東京を中心に埼玉、神奈川、千葉の関東4都県で展開している24時間営業の立ち食いそばチェーン「名代 富士そば」。不景気と呼ばれて久しい今日にあっても、ほかのチェーンがうらやむほどの成長を遂げており、まさに「ファストフードの優等生」ともいうべき存在です。

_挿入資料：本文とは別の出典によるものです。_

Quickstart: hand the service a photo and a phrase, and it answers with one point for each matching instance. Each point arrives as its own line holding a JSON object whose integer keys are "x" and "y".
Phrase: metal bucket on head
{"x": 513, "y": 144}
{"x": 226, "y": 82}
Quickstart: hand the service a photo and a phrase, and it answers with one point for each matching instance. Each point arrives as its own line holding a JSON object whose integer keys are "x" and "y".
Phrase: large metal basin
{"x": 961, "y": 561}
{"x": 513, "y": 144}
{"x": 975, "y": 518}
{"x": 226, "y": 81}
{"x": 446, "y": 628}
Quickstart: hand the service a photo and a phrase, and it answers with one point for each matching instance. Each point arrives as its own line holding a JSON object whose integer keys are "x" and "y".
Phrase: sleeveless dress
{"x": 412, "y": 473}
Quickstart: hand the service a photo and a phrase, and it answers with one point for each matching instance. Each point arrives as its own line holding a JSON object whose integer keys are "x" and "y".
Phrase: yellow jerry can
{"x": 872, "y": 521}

 そんな富士そばのすごいと思う点を尋ねたところ、多くの人が挙げたのが《1日5万食も食べられている》こと。同チェーンの特徴のひとつに《早ければ30秒でかけそばがでてくる》というのがありますが、これは忙しいビジネスパーソンにとって非常にうれしいポイント。外回り中などの時間がない時に「富士そばでサッと済ませて……」と考える人が多いことが、この結果につながっているのかもしれませんね。

 もちろん人気の秘密は出てくるまでのスピードだけではありません。《毎朝、各店に直送される「生そば」を使用》し、いつもゆでたてで出してくれるのも、そば好きにはうれしいところ。また《ダシは焼津から直送のかつおぶしと日高の昆布でこだわっている》、《ダシは各店で仕込んでいる》など、ダシに対する力の入れようもかなりのものです。そば好きが食べても納得できるものを早く安く提供することに徹底的にこだわる——。《社長1代で82店舗まで築き上げた》(※店舗数はアンケート調査時のもの)というのもうなずける話です。

 ちなみに同チェーンの店内でよく流れている演歌のBGMは、丹道夫社長自らが作詞したものだそうです。55歳で店の数が50店舗になったのを機に作詞学校に入学し、これまでに「丹まさと」名義でリリースしたCDは何と30曲を超えるのだとか。勢いのあるチェーンは経営者もパワフル、ということでしょうか。